Wall Street Journal blogger James Taranto questioned the logic of Democrats raising the eligibility issue.
"Are we given to understand that the Democrats intend to run for office by raising questions about Barack Obama's eligibility to be president?" he asked. "That has got to be the most brilliant campaign strategy since Michael Dukakis and Max Cleland raised questions about their own patriotism."
One participant in a forum at New Jersey.com said the Democrats obviously just don't understand the level of concern Americans have.

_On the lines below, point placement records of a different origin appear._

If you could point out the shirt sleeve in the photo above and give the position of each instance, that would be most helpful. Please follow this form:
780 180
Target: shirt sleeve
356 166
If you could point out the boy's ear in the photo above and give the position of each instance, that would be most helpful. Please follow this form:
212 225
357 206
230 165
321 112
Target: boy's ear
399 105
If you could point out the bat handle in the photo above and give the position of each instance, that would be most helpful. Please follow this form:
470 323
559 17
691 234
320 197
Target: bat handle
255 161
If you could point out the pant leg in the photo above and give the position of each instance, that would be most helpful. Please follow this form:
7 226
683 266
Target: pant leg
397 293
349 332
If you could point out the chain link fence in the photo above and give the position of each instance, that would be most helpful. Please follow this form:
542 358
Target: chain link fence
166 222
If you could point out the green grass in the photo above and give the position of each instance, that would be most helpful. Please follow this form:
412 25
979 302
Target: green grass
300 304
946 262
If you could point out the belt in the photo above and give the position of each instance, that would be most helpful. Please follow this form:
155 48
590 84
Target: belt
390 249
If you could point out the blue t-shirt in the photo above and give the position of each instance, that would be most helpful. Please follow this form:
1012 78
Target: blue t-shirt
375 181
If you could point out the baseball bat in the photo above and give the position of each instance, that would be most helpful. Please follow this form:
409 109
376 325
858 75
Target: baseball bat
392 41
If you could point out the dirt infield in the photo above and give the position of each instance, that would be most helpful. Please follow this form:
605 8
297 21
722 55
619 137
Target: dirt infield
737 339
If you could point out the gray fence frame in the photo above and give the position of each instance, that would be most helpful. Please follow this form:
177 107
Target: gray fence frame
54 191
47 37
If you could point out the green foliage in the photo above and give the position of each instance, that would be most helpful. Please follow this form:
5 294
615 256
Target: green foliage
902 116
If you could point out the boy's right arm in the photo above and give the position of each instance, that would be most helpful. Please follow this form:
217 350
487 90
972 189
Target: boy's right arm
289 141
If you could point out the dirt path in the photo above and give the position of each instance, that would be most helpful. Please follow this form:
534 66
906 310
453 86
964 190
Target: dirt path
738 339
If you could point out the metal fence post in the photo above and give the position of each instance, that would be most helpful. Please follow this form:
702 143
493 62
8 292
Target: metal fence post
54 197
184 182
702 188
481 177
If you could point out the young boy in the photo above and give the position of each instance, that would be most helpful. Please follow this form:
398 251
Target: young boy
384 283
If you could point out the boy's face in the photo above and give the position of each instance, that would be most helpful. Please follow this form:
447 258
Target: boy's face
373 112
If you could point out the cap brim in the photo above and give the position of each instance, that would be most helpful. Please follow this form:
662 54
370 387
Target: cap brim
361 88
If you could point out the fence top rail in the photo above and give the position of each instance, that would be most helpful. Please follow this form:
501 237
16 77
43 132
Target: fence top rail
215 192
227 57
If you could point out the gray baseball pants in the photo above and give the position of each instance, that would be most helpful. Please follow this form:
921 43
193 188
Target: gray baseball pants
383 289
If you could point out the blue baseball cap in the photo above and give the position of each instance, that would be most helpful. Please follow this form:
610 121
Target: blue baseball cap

"Menendez you are so far out of touch you have no idea of what you talk about. You don't even know what the tea [party] movement stands for. You somehow think they are all right wing conservatives. How wrong you are. They are from every walk of life from all parties and none. They represent everything good in this country and what has made us great. Thats (sic) something you and yours will never understand. All you know is take take take and spend spend spend. Thats (sic) what the teabager movement wants to stop."
WND has reported efforts to raise the question of Obama's eligibility at the state and national levels. Several state legislatures are working on proposals that would require presidential candidates to submit proof of their eligibility.
Since Obama's election, numerous lawsuits have been filed alleging he did not meet the U.S. Constitution's requirement that a president be a "natural born citizen." The lawsuits have asserted he either was not born in Hawaii as he claims or was a dual citizen because of his father's British citizenship at the time of his birth.
The Constitution, Article 2, Section 1, states, "No Person except a natural born Citizen, or a Citizen of the United States, at the time of the Adoption of this Constitution, shall be eligible to the Office of President."
However, none of the cases filed to date has been successful in reaching the plateau of legal discovery, so that information about Obama's birth could be obtained.